Top positive review
So how does it compare to the Lumix 7-14?
June 11, 2010
I made an emotional leap and bought the Lumic G 7-14 right when I got my GF1 a while back. I had dabbled with wide-angle photography and found the images very compelling so I went for it.
For a long time I only had the 7-14 and the 20mm pancake and I have to say it changed my picture taking. Limited to this range, with no long zoom, I began to seek wider perspectives, and ways to use depth of focus to pull out an object that would otherwise be lost in its surroundings. Soon, my portraits, especially of groups, started to swim in context, something so often lacking in portrait photography. But most notably both lenses produced fabulous images, rich and deep in color, crisp and worth taking time to really study, rather than glance at.
I still longed for a telephoto, but was unsure whether the current 45-200 would meet the same optics standards as the 20 and 7-14 so I held off.
Then came the Olympus 9-18. Initially I dismissed news of the lens as covering an area I already had well in hand, but then I read reviews and began to think about it. Deciding to take the plunge I ordered the lens pretty much the day it came out and was surprised when it came very quickly. It is stunningly small, not to pile on but it is something to remember because it takes BIG images. Sweeping shots that encompass the scene and deliver it in one big, satisfying mouthful to the viewer. At the end I could find little to differentiate the images from the 7-14 barring the added range at the bottom end, which should not be discounted. But soon I found I was not carrying the 7-14 anymore. It was larger, more specialised. The 9-18 with my GF1 would hang around my neck with my 20mm in my bag and I would find myself forgetting to switch to the pancake, as the 9-18 came close to touching its range anyway.
So what am I saying? For those that enjoy wide angle shooting as a standard, the 9-18 is spectacular and will possibly become your go-to lens, especially during the day when you can keep your aperture as low as possible. For thiose that only dabble in big sky shots, the 7-14 has more of that fabulous bottom range and the images are a touch more vivid, crisper in the center, slightly more satisfying.

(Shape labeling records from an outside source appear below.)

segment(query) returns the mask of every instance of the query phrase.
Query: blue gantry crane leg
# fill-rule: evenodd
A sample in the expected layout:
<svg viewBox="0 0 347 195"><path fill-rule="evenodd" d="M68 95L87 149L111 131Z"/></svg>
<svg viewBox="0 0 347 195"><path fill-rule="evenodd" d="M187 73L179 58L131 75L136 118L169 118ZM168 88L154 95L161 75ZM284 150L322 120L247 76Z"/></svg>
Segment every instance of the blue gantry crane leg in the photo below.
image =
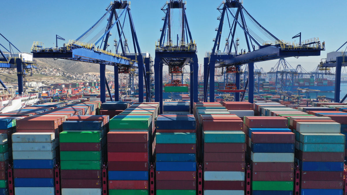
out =
<svg viewBox="0 0 347 195"><path fill-rule="evenodd" d="M134 54L127 54L126 46L123 46L122 41L123 36L126 39L123 32L124 23L126 15L129 18L129 26L130 26L132 38L134 47ZM124 17L122 25L121 25L120 19ZM102 29L99 33L93 34L94 31L99 26L104 26L102 23L107 18L107 24L104 32ZM111 36L110 31L116 26L117 29L118 34L119 36L120 45L122 47L122 53L118 54L118 50L116 48L116 53L112 53L112 51L108 49L109 38ZM100 34L102 35L100 36ZM90 37L90 36L94 36ZM86 38L90 38L87 43L82 41ZM97 41L96 41L97 40ZM100 45L97 46L101 42ZM128 46L127 46L128 50ZM118 47L117 47L118 48ZM53 58L54 59L61 58L68 60L86 62L98 63L100 66L100 98L101 101L104 102L106 101L106 89L107 88L108 93L112 99L111 91L108 87L106 78L106 65L110 65L115 67L115 101L119 101L119 85L117 84L119 74L117 69L119 67L125 67L129 68L137 68L139 72L139 101L143 101L143 88L141 87L143 85L144 80L145 83L147 82L147 77L146 76L146 71L144 70L145 66L143 63L143 57L141 52L141 50L138 44L136 32L134 24L131 13L130 12L130 2L126 1L113 1L106 8L106 12L90 28L80 36L76 41L73 40L69 42L67 44L64 44L62 47L44 48L42 43L34 42L32 48L32 52L34 58ZM117 75L116 76L116 75ZM146 98L149 97L149 88L146 84Z"/></svg>
<svg viewBox="0 0 347 195"><path fill-rule="evenodd" d="M231 9L236 9L236 11L234 15ZM253 91L254 85L254 63L257 62L265 61L271 60L278 59L281 58L291 57L299 57L300 56L318 56L320 55L321 51L324 50L324 44L321 44L318 39L313 38L308 40L305 40L302 43L296 44L295 45L288 43L283 43L275 36L266 30L263 26L255 20L251 15L245 8L242 5L242 1L239 0L226 0L223 1L217 7L218 10L221 13L221 15L217 18L219 20L219 24L218 28L217 34L215 38L214 39L214 42L213 46L209 57L209 62L208 60L204 61L204 69L207 70L207 72L204 72L205 78L207 80L204 81L204 101L207 101L207 83L210 83L210 101L214 101L214 69L216 68L225 67L230 66L237 66L248 64L248 78L247 79L249 84L248 92L248 100L253 102ZM227 45L232 45L229 48L229 52L226 53L218 54L216 52L216 49L219 48L220 43L220 40L223 26L226 17L226 13L227 13L228 24L230 25L229 18L233 20L232 26L231 27L228 27L229 31L229 34L232 35L231 42ZM240 18L238 18L239 15ZM229 18L229 16L230 16ZM245 16L246 17L245 17ZM261 42L261 39L258 35L251 30L246 23L245 19L248 18L251 22L250 23L256 27L256 28L261 31L262 34L265 35L267 38L271 39L272 42L266 43L263 45L261 45L259 43ZM234 25L235 26L234 26ZM242 30L245 35L245 41L247 43L247 48L248 52L246 53L241 51L238 53L237 46L234 42L234 37L235 31L234 29L238 26ZM217 28L216 28L217 29ZM230 40L227 39L226 41L229 42ZM255 46L253 44L254 43L257 46ZM232 44L234 45L235 52L233 54L230 51L232 48ZM252 48L253 51L251 51ZM217 49L217 50L218 51ZM218 65L216 66L217 62ZM207 66L207 67L205 67ZM251 77L252 77L252 78ZM247 86L245 86L245 90ZM243 99L244 96L243 96Z"/></svg>
<svg viewBox="0 0 347 195"><path fill-rule="evenodd" d="M182 31L179 34L176 44L171 39L171 25L170 22L171 9L181 9L182 15L179 16L182 22ZM188 24L185 12L185 3L181 0L167 1L161 8L165 13L163 18L164 24L161 30L160 38L156 43L155 57L154 60L155 101L160 102L160 111L163 113L163 66L169 66L169 72L171 74L183 74L183 67L189 65L191 80L191 112L192 112L194 102L198 101L198 64L196 55L196 46L193 41ZM167 41L166 43L166 37ZM180 73L173 71L177 67Z"/></svg>

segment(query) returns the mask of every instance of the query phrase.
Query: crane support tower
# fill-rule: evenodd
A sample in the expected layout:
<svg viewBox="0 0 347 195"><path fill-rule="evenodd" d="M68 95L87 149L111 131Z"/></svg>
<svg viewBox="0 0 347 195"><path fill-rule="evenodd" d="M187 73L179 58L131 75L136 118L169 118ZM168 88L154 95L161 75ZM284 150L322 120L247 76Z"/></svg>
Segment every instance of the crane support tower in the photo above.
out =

They both have their place, depending on what your desires are, but ironically I would recommend the 9-18 to the true lover of wide angle, and the 7-14 to the big shot tourist, even though that may seem counterintuitive. 9mm is that sweet spot of 90 degree horizontal view, and really where you want to be before barrel distortion becomes the main theme rather than a feature. So pick your poison and enjoy.